Hello Michigan rabbit hunters,

I live in North Carolina and I have a question on where to find snowshoe hares. I'm thinking about coming up north over Christmas to visit my dad and family. I have beagles. Are there still decent snowshoe hunting around Houghton Lake, Roscommon area? I thought it might be fun to bring the dogs and chase these bunnies for a few days while I'm in Michigan. I'm not going to the U.P., don't want wolves eating my dogs. But northern lower would work for a few days.

Any feed back would be greatly appreciated. PM me if you want.

Thanks,

Chuck


----------



## FREEPOP (Apr 11, 2002)

There's hare around there in pockets. Haven't been in a couple years, populations cycle pretty extreme so it can be feast or famine. 

Those hare run a long long ways before they circle back


----------



## sgc (Oct 21, 2007)

Hit some state land & give it a try. U got nothing to lose.


----------



## tator (Dec 11, 2012)

how far up the state do you have to go to start finding snow shoes ?


----------



## ESOX (Nov 20, 2000)

I think they are all hiding in coyote bellies..

N of M-72 is best IMHO


----------



## fishingninja1 (Nov 3, 2013)

There is so much state land up there that you will probably have a good chance to get some if you gave it a shot.


----------



## Wolverick (Dec 11, 2008)

Look for young pine plantations, cut over aspen, cedar and tag alder swamps. I live an hour or so north of the locale you mention for your dad and I have to say hares continue to be down around here. Most places have more cottontail than snowshoe, but they are trying to make a comeback, slowly. Very slowly.


----------



## fjm3 (May 22, 2012)

we used to cross beagles with blue ticks as beagles didn't handle deeper snow too well. we liked the pine plantations.

lotsa luck
.


----------



## CHUCK n BUCK (Apr 6, 2004)

Thanks for the input guys. Still exploring my options. My dad lives in Midland Co. so can cottontail hunt there some.
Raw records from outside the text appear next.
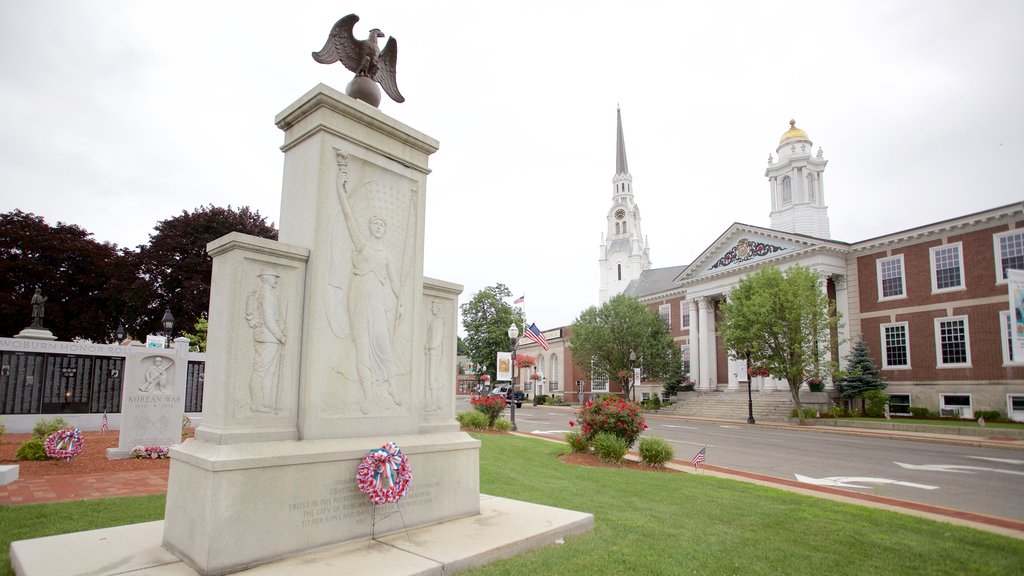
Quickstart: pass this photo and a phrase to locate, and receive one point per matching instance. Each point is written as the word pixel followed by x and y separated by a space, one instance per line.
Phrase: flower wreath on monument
pixel 384 475
pixel 66 443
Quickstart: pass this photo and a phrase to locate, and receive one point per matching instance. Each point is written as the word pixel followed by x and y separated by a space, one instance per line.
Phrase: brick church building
pixel 931 302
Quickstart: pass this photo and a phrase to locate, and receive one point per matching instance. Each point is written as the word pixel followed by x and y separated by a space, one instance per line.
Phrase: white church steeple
pixel 624 249
pixel 798 199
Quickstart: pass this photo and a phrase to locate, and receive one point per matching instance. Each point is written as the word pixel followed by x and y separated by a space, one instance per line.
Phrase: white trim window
pixel 891 279
pixel 1009 248
pixel 895 346
pixel 947 266
pixel 1007 331
pixel 955 406
pixel 952 342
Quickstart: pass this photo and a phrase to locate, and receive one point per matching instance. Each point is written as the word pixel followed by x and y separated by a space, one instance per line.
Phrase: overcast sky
pixel 121 114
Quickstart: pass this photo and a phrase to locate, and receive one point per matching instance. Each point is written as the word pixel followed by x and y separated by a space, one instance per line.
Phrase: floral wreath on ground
pixel 150 452
pixel 66 443
pixel 384 475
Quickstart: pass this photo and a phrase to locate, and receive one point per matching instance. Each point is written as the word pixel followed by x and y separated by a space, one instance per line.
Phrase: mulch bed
pixel 92 459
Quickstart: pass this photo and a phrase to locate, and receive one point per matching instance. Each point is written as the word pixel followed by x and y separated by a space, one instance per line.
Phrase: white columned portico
pixel 695 327
pixel 705 334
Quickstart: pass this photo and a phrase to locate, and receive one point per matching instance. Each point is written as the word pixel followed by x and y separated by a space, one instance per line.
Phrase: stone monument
pixel 153 398
pixel 36 330
pixel 323 346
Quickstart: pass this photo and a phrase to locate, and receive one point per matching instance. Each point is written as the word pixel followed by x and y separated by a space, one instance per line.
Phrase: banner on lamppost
pixel 1015 279
pixel 504 366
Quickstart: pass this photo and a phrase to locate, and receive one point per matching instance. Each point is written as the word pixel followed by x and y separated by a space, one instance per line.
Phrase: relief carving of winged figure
pixel 365 58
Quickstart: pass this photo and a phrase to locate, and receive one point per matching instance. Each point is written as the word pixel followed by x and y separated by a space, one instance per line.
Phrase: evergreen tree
pixel 861 374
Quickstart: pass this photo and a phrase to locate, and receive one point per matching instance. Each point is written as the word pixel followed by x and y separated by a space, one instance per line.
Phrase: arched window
pixel 553 376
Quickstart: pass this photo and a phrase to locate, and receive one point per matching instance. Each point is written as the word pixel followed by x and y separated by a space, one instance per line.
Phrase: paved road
pixel 982 480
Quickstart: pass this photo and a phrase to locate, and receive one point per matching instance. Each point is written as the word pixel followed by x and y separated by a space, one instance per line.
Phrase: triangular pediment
pixel 742 245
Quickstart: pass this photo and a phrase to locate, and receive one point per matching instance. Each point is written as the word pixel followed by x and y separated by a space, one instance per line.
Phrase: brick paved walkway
pixel 83 487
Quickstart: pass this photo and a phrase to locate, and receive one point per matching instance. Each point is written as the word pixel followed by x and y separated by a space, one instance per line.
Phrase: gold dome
pixel 793 132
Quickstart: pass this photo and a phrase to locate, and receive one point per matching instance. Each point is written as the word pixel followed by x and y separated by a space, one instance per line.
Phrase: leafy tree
pixel 197 341
pixel 860 375
pixel 674 377
pixel 602 339
pixel 781 322
pixel 486 319
pixel 84 281
pixel 176 265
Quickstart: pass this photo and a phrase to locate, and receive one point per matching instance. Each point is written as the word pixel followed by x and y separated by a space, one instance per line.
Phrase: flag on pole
pixel 534 334
pixel 699 457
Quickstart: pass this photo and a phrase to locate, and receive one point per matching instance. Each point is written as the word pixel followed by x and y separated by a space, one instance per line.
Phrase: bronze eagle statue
pixel 363 56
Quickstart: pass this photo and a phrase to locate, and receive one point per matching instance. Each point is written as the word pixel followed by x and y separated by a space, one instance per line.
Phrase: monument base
pixel 502 529
pixel 238 505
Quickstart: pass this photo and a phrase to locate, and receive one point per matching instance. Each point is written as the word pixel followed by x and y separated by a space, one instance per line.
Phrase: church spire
pixel 622 167
pixel 624 248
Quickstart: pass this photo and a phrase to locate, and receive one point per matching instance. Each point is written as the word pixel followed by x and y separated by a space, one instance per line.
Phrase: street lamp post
pixel 750 395
pixel 633 375
pixel 168 323
pixel 514 336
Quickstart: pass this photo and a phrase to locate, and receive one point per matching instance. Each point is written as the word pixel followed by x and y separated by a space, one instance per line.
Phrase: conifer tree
pixel 861 374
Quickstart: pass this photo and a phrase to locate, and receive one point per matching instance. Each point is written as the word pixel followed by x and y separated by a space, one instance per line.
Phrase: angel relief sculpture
pixel 366 287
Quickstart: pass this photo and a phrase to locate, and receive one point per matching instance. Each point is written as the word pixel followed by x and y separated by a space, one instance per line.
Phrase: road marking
pixel 852 482
pixel 690 443
pixel 1003 460
pixel 954 468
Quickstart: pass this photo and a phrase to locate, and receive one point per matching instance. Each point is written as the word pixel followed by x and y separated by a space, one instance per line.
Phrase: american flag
pixel 699 457
pixel 534 334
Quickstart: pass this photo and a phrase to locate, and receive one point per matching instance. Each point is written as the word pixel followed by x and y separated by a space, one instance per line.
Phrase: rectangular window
pixel 1009 248
pixel 895 346
pixel 891 278
pixel 952 346
pixel 1007 330
pixel 947 268
pixel 955 406
pixel 899 404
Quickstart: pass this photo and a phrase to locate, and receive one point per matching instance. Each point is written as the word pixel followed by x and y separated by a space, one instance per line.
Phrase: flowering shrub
pixel 492 406
pixel 150 452
pixel 615 416
pixel 577 442
pixel 609 447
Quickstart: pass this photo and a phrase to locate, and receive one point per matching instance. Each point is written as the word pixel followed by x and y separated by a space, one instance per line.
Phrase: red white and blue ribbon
pixel 66 443
pixel 384 475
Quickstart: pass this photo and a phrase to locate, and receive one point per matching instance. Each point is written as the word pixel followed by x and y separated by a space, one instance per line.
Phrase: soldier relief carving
pixel 434 350
pixel 367 289
pixel 264 316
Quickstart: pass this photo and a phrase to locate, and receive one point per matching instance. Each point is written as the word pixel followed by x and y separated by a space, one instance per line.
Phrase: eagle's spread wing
pixel 386 65
pixel 341 45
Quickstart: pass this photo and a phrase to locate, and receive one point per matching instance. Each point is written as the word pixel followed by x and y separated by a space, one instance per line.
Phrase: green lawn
pixel 648 523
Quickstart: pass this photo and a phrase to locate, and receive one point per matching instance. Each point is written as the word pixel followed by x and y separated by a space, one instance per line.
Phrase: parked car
pixel 506 391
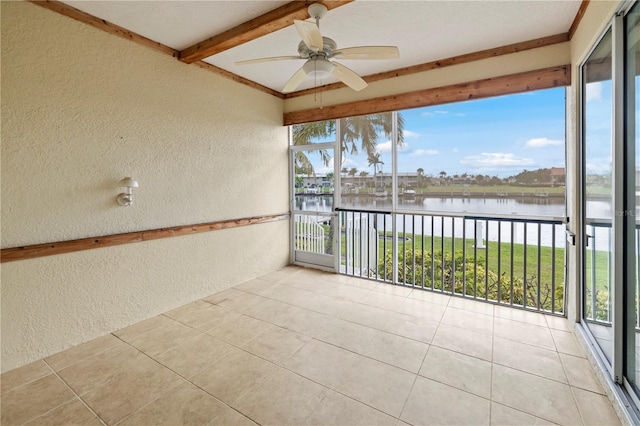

Would still like to travel north for the big bunnies for a day or two.


----------



## Buckeye20 (Oct 24, 2013)

fjm3 said:


> we used to cross beagles with blue ticks as beagles didn't handle deeper snow too well. we liked the pine plantations.
> 
> lotsa luck
> .


I'm looking for beagle / blue tick or beagle walker mix pups myself for this same reason ! Do you know where I might be able to find one ?


----------



## sgc (Oct 21, 2007)

I PM'd you.


----------